The combined company, to be called The NASDAQ OMX Group, combines two highly complementary businesses, uniting NASDAQ’s leading global brand and highly efficient electronic trading platform with OMX’s global technology services platform and customer base, efficient Nordic Exchange and derivatives capabilities. The combination will provide significant benefits for customers, shareholders and other stakeholders in both companies. It will also strengthen the Nordic region as a financial center. The combined group’s strategy will be to grow volume and broaden its customer base, combining the strengths of both companies. In this context, the proposed transaction will create enhanced career opportunities for employees of the combined group. The Board of Directors currently does not foresee any significant staff reductions as a consequence of the combination.
The NASDAQ OMX Group will be the largest global network of exchanges and exchange customers linked by technology and will be well positioned to drive organic growth and to continue to take a proactive role in the sector consolidation. The combined group will have pro forma 2006 revenues of SEK 8.3 billion (USD 1.2 billion) and 2,349 employees in 22 countries.
Both OMX and NASDAQ believe the combination will create substantial value for shareholders, with total pre-tax annual synergies estimated at SEK 1 billion (USD 150 million), of which SEK approximately 670 million (USD 100 million) constitutes estimated cost synergies and SEK 330 million (USD 50 million) estimated revenue synergies. The combination is expected to be accretive to earnings per share in 2009.
Accordingly, the Board of Directors’ recommendation is based on factors that the Board of Directors considers relevant for the Offer, including but not limited to the evaluation of OMX’s and NASDAQ’s current and estimated future development of business operations and financial results, estimated synergies, OMX’s market position in the rapidly changing and consolidating exchange industry, and other strategic alternatives available to OMX. The Board’s views in the aforesaid respects are further reflected in the joint press release released by OMX and NASDAQ on 25 May 2007.
OMX’s Board of Directors has been advised by financial and other advisers in connection with the Offer and the Board’s assessment thereof. The Board of Directors’ financial advisers are Morgan Stanley & Co. Limited (“Morgan Stanley”), Lenner & Partners Corporate Finance AB and Credit Suisse Securities (Europe) Ltd. The Board of Director’s legal advisers are Advokatfirman Vinge KB and Cleary Gottlieb Steen & Hamilton LLP. Morgan Stanley and Credit Suisse have issued Fairness Opinions to the Board of Directors with the opinion that, subject to the qualifications and assumptions therein, the Offer Consideration is fair from a financial point of view to the shareholders of OMX. The Fairness Opinions will be disclosed in their entirety in the offer documentation to be sent to OMX shareholders.

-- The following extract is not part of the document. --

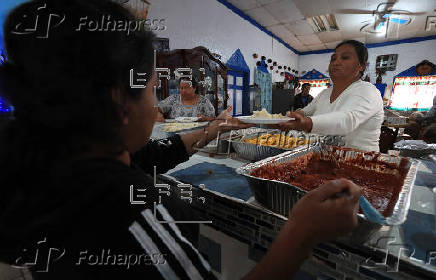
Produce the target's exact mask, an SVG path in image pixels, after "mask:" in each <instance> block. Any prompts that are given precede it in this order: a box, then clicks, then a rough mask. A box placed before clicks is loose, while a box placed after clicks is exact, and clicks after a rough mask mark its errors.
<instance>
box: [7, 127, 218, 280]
mask: <svg viewBox="0 0 436 280" xmlns="http://www.w3.org/2000/svg"><path fill="white" fill-rule="evenodd" d="M187 159H188V154H187V153H186V150H185V147H184V145H183V142H182V141H181V139H180V137H179V136H173V137H170V138H168V139H166V140H160V141H152V140H151V141H149V143H148V144H147V145H146V146H145V147H144V148H143V149H142V150H140V151H139V152H138V153H136V154H135V155H132V165H131V166H130V167H128V166H126V165H124V164H122V163H121V162H119V161H117V160H111V159H106V158H96V159H91V160H81V161H75V162H74V163H71V164H60V165H58V166H56V167H55V169H54V170H52V172H50V174H47V176H42V177H43V178H45V179H44V180H43V181H33V180H32V179H33V178H25V177H24V180H20V181H25V182H28V184H25V186H24V185H16V186H10V187H11V188H13V191H12V192H8V193H10V196H11V197H10V198H8V200H7V201H8V204H7V205H5V206H4V208H3V209H6V211H4V212H3V213H0V217H1V218H0V261H1V262H6V263H10V264H13V265H16V266H20V265H27V266H28V267H29V268H30V270H31V271H32V275H33V278H34V279H214V278H215V277H214V276H213V274H212V273H211V271H210V267H209V265H208V263H207V261H206V260H204V258H203V257H202V256H201V255H200V254H199V252H198V251H197V249H196V248H195V245H196V238H197V237H198V225H195V224H177V223H167V222H162V221H168V220H169V221H171V220H177V221H180V220H192V219H193V218H195V216H194V215H193V213H192V212H191V211H190V209H189V207H187V206H186V205H187V204H186V203H184V202H182V201H181V200H180V198H178V197H175V195H170V196H167V195H162V194H159V192H158V189H157V188H155V186H154V181H153V178H152V177H151V176H150V175H149V174H153V166H156V167H157V172H158V173H163V172H166V171H167V170H169V169H171V168H173V167H175V166H176V165H177V164H179V163H181V162H183V161H186V160H187ZM131 189H133V190H134V191H133V192H131ZM131 193H134V194H135V195H134V196H133V198H134V199H133V200H134V201H143V202H145V204H132V203H131V199H132V194H131ZM139 194H141V195H144V194H145V197H141V196H140V195H139ZM160 195H161V198H162V200H161V202H162V203H161V204H159V203H158V202H159V196H160ZM155 203H156V204H155Z"/></svg>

Based on the above the OMX Board of Directors unanimously recommends that OMX’s shareholders accept the Offer(1).
This statement shall be governed by and construed in accordance with the laws of Sweden. Any dispute, controversy or claim arising out of, or in connection with, this statement shall exclusively be settled by the Swedish courts.
(1) OMX board members Lars Wedenborn, who is also Chief Financial Officer of Investor AB, and Markku Pohjola, who is also Deputy Group CEO and Head of Group Processing and Technology of Nordea Bank AB, participated in the Board’s resolution.